I've heard a lot say 65% but I read that 70% is the best to age them at is this true?


----------



## Matyoka (Apr 10, 2015)

I keep mine at 70% if possible but never less than 65%. Some members swear by the optimum humidity being at 65%... that is my lowest number.


----------



## Cigary (Oct 19, 2007)

A lot of info out there as far as what is the best RH and temps for any cigar and you're going to read that the best environment for them is that you want them to be as close to the initial environment they came from,,,,,70/70 where they thrive best. Now I understand that most tobacco is in warmer climate into the 90 degree temps.....this is not a part of how to store them. Most will split the difference and store them at 65% which is actually where I store mine at and have great success but I tend to like them more towards 70% because of the taste profile they have. When I smoke them I will put them in another humidor to drybox them and then will smoke them after 2 days....mmmmm....wonderful. I know others who will store them at 62% and I've tried that...but they smoke too dry for my tastes and to spend $15 for a dry cigar just isn't going to satisfy me. As with what most say...smoke what you like but at least try different approaches to give yourself a chance to like them in different ways.


----------



## egoo33 (Jul 21, 2013)

I store eveything at 60-62 never had a problem


----------



## StogieNinja (Jul 29, 2009)

I find mine to smoke best around 62%. That's what my "going to smoke soon" cigars are kept at. 

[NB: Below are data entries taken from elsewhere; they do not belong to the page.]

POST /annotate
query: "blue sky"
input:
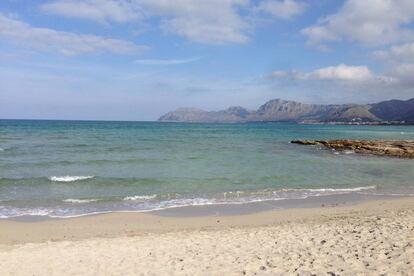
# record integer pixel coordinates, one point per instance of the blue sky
(137, 59)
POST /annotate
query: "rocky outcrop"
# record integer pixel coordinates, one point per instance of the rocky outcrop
(281, 110)
(401, 149)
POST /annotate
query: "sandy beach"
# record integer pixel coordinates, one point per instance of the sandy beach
(370, 238)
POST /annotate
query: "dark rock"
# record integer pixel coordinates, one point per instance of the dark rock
(401, 149)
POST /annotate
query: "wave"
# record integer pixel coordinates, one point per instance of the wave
(69, 178)
(140, 197)
(355, 189)
(75, 200)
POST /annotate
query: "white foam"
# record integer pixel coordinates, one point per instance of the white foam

However, I believe that aging them at a higher rH is also a wise move, as I don't feel that 62% makes sense long-term because the oils dry out, leaving less flavor. So the ones I have laid down are at a higher rH, and the ones I'm going to smoke in the near future, I move to the 62% humi.


----------



## thegunslinger (Aug 3, 2012)

It's a subjective topic. Everyone has their own taste. Experiment and find out where you like it best.

I keep mine around 65%.


----------



## Laynard (Oct 10, 2013)

For me, long term storage is at 70%, and my ready-to-smoke humi is 63% for both CCs and NCs.


----------



## StogieNinja (Jul 29, 2009)

thegunslinger said:


> Experiment and find out where you like it best.


This. Get three small tupperwares, three identical sticks (or several sets of three sticks) and divide between the three tupperwares, and put in different packs of Bovedas. Let them sit for a couple months, then smoke the cigars side by side and see what you prefer.

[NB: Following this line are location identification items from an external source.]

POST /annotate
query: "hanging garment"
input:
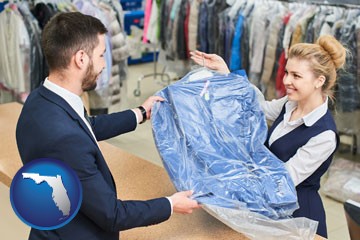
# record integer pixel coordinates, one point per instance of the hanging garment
(210, 133)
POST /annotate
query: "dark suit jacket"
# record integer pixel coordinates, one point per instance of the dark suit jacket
(49, 128)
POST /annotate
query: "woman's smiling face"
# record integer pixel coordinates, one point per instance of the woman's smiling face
(300, 81)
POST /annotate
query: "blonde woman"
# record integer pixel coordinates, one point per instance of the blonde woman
(303, 134)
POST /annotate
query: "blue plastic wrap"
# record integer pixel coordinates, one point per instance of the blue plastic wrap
(210, 133)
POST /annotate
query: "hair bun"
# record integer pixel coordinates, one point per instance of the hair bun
(334, 48)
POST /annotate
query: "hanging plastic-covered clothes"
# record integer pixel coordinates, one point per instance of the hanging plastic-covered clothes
(210, 133)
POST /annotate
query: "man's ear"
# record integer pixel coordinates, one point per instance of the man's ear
(320, 81)
(81, 59)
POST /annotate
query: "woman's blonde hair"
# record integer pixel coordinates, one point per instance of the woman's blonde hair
(326, 56)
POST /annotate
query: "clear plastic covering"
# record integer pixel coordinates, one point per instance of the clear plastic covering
(210, 133)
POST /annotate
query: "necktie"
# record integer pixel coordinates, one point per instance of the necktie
(87, 116)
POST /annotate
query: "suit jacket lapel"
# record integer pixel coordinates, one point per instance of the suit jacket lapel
(56, 99)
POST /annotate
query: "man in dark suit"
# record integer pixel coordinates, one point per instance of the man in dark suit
(54, 124)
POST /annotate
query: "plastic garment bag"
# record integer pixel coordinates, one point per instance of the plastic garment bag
(210, 133)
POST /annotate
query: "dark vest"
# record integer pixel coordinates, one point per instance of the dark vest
(310, 204)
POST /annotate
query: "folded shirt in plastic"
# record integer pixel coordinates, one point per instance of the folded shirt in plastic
(210, 133)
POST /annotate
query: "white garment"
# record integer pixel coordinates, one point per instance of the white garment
(72, 99)
(309, 157)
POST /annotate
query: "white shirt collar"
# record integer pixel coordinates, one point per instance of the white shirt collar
(71, 98)
(308, 119)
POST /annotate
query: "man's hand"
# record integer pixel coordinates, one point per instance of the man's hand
(212, 61)
(149, 103)
(182, 203)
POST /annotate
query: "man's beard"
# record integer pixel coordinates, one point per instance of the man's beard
(89, 81)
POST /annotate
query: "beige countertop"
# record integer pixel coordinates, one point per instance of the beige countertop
(135, 178)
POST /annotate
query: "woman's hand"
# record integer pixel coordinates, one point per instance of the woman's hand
(212, 61)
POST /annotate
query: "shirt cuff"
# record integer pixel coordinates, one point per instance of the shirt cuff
(170, 205)
(137, 117)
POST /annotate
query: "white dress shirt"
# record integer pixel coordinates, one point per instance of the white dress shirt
(309, 157)
(72, 99)
(76, 103)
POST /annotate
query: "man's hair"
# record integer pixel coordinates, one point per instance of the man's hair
(67, 33)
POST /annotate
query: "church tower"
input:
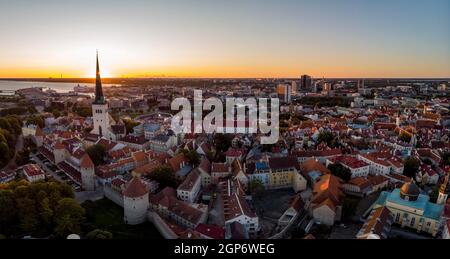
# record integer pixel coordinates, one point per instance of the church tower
(100, 108)
(87, 170)
(444, 190)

The only thing that's tough to experiment on is the long term storage, but that's all about theory.


----------



## elco69 (May 1, 2013)

thegunslinger said:


> It's a subjective topic. Everyone has their own taste. Experiment and find out where you like it best.
> 
> I keep mine around 65%.


Like thegunslinger has said, it is very subjective, you ask 10 people, you are gonna get 10 different answers. I personal keep my sticks at 65/65 give or take. I have personally spoke to guys like Pete Johnson from Tatuaje and Matt Booth from Namakube/Room 101 and they said as long as you keep them between 60 and 70 you should be ok. A suggestion was made to me, store them for about 6 months then have like 3 tuperdores kept at 62%, 65%, and 69%. Put a couple of the same sticks in each one for a month or so and smoke them, this will help tell you what works best. I firmly believe that the RH you keep them at also depends on your environment when you smoke them. Ex. If I go to Vegas in the summertime, I pump up the RH a week before, for the sticks that I bring down sometimes that is still not good enough. I live in the San Francisco Bay Area and I find my smokes taste best when smoked at 65-68%.


----------



## Rick Hendeson (Apr 8, 2014)

Aninjaforallseasons said:


> This. Get three small tupperwares, three identical sticks (or several sets of three sticks) and divide between the three tupperwares, and put in different packs of Bovedas. Let them sit for a couple months, then smoke the cigars side by side and see what you prefer.


LOL. If you have figured out the trick to get two CCs to taste the same, let me know!


----------



## StogieNinja (Jul 29, 2009)

Rick Hendeson said:


> LOL. If you have figured out the trick to get two CCs to taste the same, let me know!


Get a good box code.


----------



## DanyBoyBrazil (Apr 4, 2015)

Aninjaforallseasons said:


> Get a good box code.


LOL


----------



## asmartbull (Aug 16, 2009)

Low 60's.
70/70, will severely change the flavor profile of a Habano. Fact is, the 70/70 rule was promoted by a few NC's, especially for their maduros.


----------



## alexlee (Apr 22, 2015)

70% is the best


----------



## lostmedic (Apr 27, 2015)

I see people quite frequently state that they have to RH setups for storage vs soon to be smoked. I'm curious on why 62-65% is better then the 70% that I store my cigars at. Also that being said how long would it take for the RH to drop from the base storage level of 70% down to the said smoking level of 62-65% if I take them from one humidor to the other?


----------



## Cigary (Oct 19, 2007)

As SmartBull said even though the 70/70 principle is a stated goal for cigars it doesn't fit the CC market...most followers will store their stock in the low 60's while I tend to keep mine at 65% for my own personal tastes. If you want to change the RH from 70% down to 65 factor in that it's going to take some weeks depending on the relative size...Robustos will take less time while Churchills will take longer. Split the difference and I'd say to bring them down to 65 would probably take at least a month so that the entire stick is at 65%...not just some areas of the cigar.


----------



## the_brain (May 1, 2011)

*Brain*: There is storage and ready-to-smoke. Bull and Gary already nailed this... 65% for storage and low 60's for smoking... Too high on storage and things grow on them, too low and the lose flavor before hitting thier prime... My Lusi locker is at 65%/65 degrees, and my ready to smoke wineador is at 62%/65 degrees...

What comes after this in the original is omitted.